At this point in the summer, there’s a good chance you or your family have taken in a dip in a body of water, either natural or manmade, but having some fun in the H2O quickly can lead to some negative repercussions if you’re not prepared.

Safety in the water is a priority for all ages, though there are different considerations for children and adults as well as different kinds of circumstances.

If you’re planning to take a boat out on a lake or reservoir, the most crucial things to remember are personal floatation devices for everyone on your craft, no matter how strong a swimmer they may be. Keeping properly sized life jackets or similar devices for younger boaters will ensure they are in good care.

According to statistics compiled throughout a five-year period from the United States Coast Guard, Colorado had the fewest recreational boating accidents in 2013, with 32 compared to 60 in 2009. The number may seem minor against the hundreds of mishaps that have occurred in coastal states, but serious accidents can happen even in landlocked locations, with two fatal boating accidents in the state in the past year.

River safety is just as important, with the added danger of a regular flow once you get in the water serving as an indicator that this is not a place for novices.

The process of learning to swim is best begun in water without a current, preferably at a pool with trained professionals.

Sylvia Griffiths, aquatics manager for Craig Parks and Recreation and the Craig Pool Complex, said lessons are offered for children as young as 6 months old. However, unless parents are planning to help their kids retain the skills on a daily basis, she added that the best age to let the wisdom sink in and be most effective for those who likely only will be seasonal swimmers is at the age of 5 or 6.

Parents are the greatest presence for those learning the ability, which means the responsibility of giving children the right equipment falls on them. While life jackets are a necessity in the open water, they are not recommended or even allowed at the complex.

Similarly, Griffiths also discourages the use of floating armbands, or water wings, for multiple reasons.

“They can give kids a false sense of security, and it doesn’t really help them while they’re learning,” Griffiths said.

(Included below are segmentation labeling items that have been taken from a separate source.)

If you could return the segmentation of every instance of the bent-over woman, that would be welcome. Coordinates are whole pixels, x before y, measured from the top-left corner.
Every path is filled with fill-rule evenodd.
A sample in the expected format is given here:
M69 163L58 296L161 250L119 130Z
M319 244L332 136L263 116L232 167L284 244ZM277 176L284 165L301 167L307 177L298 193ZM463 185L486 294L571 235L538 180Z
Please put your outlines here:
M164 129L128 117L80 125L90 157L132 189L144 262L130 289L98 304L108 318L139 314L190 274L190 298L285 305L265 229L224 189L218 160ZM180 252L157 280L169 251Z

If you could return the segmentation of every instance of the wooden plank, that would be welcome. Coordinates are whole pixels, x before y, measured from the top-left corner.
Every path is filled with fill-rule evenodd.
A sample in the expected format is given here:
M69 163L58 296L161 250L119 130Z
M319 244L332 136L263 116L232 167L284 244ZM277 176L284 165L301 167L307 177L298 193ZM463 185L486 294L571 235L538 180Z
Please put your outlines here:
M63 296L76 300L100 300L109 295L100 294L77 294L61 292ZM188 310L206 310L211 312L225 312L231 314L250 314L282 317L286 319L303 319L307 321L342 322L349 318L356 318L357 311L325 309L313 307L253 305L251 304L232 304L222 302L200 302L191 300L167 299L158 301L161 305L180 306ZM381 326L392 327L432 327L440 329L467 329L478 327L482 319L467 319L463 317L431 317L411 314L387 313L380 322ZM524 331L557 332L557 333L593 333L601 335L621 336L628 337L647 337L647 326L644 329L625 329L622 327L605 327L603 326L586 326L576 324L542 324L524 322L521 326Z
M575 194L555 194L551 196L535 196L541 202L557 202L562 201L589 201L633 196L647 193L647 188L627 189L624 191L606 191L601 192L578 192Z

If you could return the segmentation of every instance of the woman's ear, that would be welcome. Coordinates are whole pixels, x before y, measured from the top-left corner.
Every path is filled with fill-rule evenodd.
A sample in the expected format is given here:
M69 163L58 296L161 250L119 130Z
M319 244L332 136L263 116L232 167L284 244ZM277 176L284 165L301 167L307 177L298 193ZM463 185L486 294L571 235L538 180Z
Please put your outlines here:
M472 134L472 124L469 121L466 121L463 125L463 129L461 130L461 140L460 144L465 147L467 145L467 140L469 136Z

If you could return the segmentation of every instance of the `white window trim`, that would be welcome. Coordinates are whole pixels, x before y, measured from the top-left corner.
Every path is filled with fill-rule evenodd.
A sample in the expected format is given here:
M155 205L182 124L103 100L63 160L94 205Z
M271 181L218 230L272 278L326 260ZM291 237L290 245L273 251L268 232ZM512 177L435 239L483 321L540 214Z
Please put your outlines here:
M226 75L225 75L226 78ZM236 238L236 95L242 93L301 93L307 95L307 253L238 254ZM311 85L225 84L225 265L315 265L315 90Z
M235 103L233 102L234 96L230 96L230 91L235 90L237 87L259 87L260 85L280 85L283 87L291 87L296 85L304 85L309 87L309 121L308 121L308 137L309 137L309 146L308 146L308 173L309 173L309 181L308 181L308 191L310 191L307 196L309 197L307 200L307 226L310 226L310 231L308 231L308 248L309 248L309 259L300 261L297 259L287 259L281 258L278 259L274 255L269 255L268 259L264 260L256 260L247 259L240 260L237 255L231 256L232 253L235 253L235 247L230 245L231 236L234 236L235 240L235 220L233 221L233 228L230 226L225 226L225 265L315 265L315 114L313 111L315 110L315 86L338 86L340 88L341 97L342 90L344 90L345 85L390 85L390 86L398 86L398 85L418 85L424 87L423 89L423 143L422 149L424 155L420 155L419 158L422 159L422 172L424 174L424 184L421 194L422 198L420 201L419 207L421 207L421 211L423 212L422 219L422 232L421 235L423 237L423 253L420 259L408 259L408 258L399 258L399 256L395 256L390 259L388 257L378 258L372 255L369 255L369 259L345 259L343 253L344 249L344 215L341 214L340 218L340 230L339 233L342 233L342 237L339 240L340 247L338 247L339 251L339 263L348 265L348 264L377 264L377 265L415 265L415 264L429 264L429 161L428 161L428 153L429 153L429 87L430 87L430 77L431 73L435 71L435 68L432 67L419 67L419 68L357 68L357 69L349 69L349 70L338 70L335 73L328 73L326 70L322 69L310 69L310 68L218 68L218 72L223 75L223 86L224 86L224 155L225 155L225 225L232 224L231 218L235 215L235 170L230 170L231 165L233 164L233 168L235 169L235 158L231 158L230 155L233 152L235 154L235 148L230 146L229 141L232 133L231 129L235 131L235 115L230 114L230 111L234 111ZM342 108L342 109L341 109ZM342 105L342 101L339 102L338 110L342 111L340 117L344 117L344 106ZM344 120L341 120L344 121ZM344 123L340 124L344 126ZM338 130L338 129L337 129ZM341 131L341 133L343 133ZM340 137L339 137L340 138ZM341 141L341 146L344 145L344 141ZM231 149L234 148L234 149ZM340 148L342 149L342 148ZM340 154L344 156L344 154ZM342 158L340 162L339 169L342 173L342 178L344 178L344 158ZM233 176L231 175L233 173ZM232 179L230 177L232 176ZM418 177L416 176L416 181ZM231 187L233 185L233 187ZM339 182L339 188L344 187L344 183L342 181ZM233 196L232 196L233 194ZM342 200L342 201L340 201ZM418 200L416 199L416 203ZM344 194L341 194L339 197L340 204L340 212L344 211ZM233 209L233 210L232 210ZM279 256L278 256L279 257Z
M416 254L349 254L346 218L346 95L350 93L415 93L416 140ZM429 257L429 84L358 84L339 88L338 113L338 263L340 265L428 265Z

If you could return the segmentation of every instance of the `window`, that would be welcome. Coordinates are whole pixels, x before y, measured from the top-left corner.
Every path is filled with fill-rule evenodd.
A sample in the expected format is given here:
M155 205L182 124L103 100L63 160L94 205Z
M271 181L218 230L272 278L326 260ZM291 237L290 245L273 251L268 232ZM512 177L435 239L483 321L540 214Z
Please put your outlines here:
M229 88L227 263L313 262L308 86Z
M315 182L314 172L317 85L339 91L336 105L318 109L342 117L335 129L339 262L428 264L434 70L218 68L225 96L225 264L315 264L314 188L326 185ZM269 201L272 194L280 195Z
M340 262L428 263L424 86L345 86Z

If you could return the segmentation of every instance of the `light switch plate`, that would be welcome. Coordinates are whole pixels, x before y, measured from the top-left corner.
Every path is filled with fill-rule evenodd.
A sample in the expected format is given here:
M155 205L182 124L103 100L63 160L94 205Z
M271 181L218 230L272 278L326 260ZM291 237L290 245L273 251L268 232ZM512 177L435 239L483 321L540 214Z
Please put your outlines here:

In some cases, water wings can be the cause of danger in the water. Griffiths said she and her staff of lifeguards saw an online video during training that horrified them — an infant requiring resuscitation because her mouth was right at the water level while floating, causing her to suck in small bits of liquid until it overpowered her lungs.

“It’s called dry-drowning,” Griffiths said.

Misuse of pool toys also can be a problem. A child getting stuck under a raft, noodle or other items quickly can turn into a hazardous situation if they aren’t noticed by an adult, with a good chance of the water obstructing their view.

For that matter, the Craig Pool Complex does not allow swimmers to bring their own rafts or tubes because of the possibility of carrying bacteria, parasites or other health concerns from other bodies of water.

A new rule this year at the pool is children younger than 7 are not allowed admission without an adult.

Ary Shaffer, who will be a junior at Moffat County High School this fall, had to go through hours of classes before becoming a qualified lifeguard for the summer. In her first year on the job, she fortunately has yet to experience any major catastrophes, though she’s quick to keep an eye on kids, particularly in the wave pool.

“You’ve really got to watch them,” she said.